Robot anatomy: Four configurations – Pros and cons

robot arm

The anatomy or the structure of a robot depends on the basic components such as the wrist, arm, and body used to build it for a specific operation. An industrial robot comprises a mechanical manipulator and a controller that allows it to move and perform other tasks.

The mechanical manipulator comprises joints and links that allow the manipulator’s end to be positioned and oriented relative to its base. The controller operates the joints in a coordinated manner at the same time to complete a programmed work cycle.

A robot joint is similar to a joint in the human body. It allows for relative movement between two body parts. Industrial robots typically have five or six linear or rotating joints.

Robots are mostly divided into four major configurations based on their appearances, sizes, etc., including cylindrical configuration, polar configuration, jointed arm configuration, and cartesian coordinate configuration.

1. Cylindrical configuration


The cylindrical configuration has two perpendicular prismatic joints and a revolute joint.
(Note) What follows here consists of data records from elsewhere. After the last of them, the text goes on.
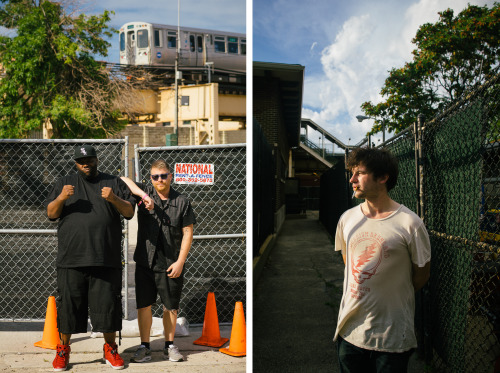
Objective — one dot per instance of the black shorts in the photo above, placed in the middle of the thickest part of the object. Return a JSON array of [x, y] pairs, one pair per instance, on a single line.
[[97, 288], [149, 283]]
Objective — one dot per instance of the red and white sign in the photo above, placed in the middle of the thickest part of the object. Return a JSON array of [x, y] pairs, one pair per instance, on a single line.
[[194, 173]]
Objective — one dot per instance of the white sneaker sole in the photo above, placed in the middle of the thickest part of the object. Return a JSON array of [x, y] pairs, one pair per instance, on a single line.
[[112, 366], [143, 360]]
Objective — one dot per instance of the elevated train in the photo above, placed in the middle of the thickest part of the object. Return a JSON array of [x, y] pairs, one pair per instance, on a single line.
[[155, 45]]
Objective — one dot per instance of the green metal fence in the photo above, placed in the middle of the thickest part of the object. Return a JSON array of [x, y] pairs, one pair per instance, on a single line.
[[450, 176]]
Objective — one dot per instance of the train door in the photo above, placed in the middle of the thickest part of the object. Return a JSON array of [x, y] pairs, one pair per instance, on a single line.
[[130, 48], [196, 49]]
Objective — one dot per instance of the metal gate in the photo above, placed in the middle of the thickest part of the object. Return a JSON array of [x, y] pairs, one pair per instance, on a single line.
[[217, 259], [28, 241]]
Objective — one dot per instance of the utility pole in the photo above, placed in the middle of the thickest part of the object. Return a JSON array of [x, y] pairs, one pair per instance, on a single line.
[[176, 117]]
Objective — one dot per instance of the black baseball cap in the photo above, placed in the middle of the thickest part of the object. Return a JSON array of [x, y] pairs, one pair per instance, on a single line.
[[84, 151]]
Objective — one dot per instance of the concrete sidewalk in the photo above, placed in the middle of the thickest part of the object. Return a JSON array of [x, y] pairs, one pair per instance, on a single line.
[[18, 354], [296, 302]]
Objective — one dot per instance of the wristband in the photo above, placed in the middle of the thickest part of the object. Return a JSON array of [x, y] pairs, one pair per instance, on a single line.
[[145, 195]]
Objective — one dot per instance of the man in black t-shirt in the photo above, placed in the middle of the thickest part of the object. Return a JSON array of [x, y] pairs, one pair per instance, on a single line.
[[88, 205], [165, 233]]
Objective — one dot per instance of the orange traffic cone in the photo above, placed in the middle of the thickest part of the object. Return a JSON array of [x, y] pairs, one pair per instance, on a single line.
[[50, 337], [210, 335], [237, 344]]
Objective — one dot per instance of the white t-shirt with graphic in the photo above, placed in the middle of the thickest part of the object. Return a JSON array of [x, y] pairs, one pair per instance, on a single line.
[[378, 304]]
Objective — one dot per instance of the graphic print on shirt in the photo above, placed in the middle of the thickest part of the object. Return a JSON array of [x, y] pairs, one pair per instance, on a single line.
[[366, 253]]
A vertical column and a slide that moves up and down the column are used in this setup. The robot arm is connected to the slide and can move radially around the column. By rotating the column, the robot can achieve a workspace that approximates a cylinder. The cylindrical configuration offers good mechanical stiffness.


• Increased rigidity, and
• Capacity to carry high payloads.


• Floor space required is more, and
• Less work volume.
• Accuracy decreases as the horizontal stroke increases.

2. Polar configuration


A prismatic joint can be raised or lowered about a horizontal revolute joint in the polar configuration. A rotating base supports the two links. These various joints can move the arm endpoint within a partial spherical space. It is also called a spherical co-ordinate‖ configuration, which allows manipulation of objects on the floor.


• Long reach capability in the horizontal position.


• Vertical reach is low
• Low mechanical stiffness
• Complex construction
• Accuracy decreases with the increasing radial stroke.
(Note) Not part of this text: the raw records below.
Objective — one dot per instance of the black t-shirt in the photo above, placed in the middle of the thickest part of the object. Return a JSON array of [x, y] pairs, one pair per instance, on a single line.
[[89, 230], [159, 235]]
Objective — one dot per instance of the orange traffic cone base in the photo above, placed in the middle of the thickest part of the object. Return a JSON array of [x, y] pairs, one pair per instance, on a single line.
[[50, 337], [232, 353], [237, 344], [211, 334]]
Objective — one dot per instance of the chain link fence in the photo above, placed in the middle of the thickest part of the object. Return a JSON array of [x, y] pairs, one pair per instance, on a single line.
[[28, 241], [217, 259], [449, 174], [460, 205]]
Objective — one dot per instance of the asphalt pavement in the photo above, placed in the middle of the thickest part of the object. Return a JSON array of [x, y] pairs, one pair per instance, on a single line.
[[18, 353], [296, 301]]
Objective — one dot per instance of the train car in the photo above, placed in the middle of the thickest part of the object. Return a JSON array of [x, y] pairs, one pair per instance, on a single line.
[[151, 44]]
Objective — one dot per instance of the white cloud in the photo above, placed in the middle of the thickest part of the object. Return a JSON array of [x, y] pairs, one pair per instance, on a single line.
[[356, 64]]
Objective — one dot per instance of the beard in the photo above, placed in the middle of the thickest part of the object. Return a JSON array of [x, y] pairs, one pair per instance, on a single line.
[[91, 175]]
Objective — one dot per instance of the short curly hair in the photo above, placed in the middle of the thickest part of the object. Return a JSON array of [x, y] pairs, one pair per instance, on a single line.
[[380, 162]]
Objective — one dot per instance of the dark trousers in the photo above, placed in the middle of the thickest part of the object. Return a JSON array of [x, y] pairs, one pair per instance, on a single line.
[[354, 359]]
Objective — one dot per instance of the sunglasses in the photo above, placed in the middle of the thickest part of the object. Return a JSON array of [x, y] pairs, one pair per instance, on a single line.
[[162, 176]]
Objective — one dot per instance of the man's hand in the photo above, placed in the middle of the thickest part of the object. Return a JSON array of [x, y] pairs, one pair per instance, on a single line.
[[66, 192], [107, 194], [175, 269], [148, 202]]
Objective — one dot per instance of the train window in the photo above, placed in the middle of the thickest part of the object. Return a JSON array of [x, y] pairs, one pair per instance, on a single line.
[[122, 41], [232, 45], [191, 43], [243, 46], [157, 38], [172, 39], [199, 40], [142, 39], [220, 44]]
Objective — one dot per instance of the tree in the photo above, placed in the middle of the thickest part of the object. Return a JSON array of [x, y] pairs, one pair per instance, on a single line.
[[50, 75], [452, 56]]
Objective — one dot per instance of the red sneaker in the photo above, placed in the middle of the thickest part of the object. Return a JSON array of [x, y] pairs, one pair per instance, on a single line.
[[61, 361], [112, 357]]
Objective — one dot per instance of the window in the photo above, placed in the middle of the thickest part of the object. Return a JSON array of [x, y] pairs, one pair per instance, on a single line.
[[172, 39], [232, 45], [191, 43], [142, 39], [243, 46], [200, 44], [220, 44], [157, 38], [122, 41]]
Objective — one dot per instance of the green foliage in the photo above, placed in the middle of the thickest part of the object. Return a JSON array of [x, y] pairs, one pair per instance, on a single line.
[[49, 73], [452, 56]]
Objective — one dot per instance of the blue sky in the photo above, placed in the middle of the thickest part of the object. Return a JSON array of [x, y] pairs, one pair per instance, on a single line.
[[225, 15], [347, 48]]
3. Jointed arm configuration


Widely-used jointed arm configuration is similar to that of a human arm. It comprises two straight links representing the human forearm and upper arm and two rotary joints representing the elbow and shoulder joints, which are mounted on a vertical rotary table corresponding to the human waist joint. As a result, it can be controlled at any adjustments in the workspace. These types of robots perform several operations like spray painting, spot welding, arc welding, and more.


• Increased flexibility,
• Huge work volume, and
• Quick operation.


• Very expensive,
• Difficult operating procedures, and
• Plenty of components.

4. Cartesian co-ordinate configuration


Cartesian or rectangular coordinate configuration is constructed by three perpendicular slides, giving only linear motions along the three principal axes. It consists of three prismatic joints. The endpoints of the arm are capable of operating in a cuboidal space. The cartesian arm gives high precision and is easy to program.

These robots are also called XYZ robots because they are equipped with three rotary joints to assemble XYZ axes. The robots will process in a rectangular workspace using these three joints movement. It can carry high payloads with the help of its rigid structure. It is mainly integrated with pick and place, material handling, loading, unloading, etc.


• Highly accurate & speed,
• Fewer costs,
• Simple operating procedures, and
• High payloads.


• Less work envelope, Reduced flexibility.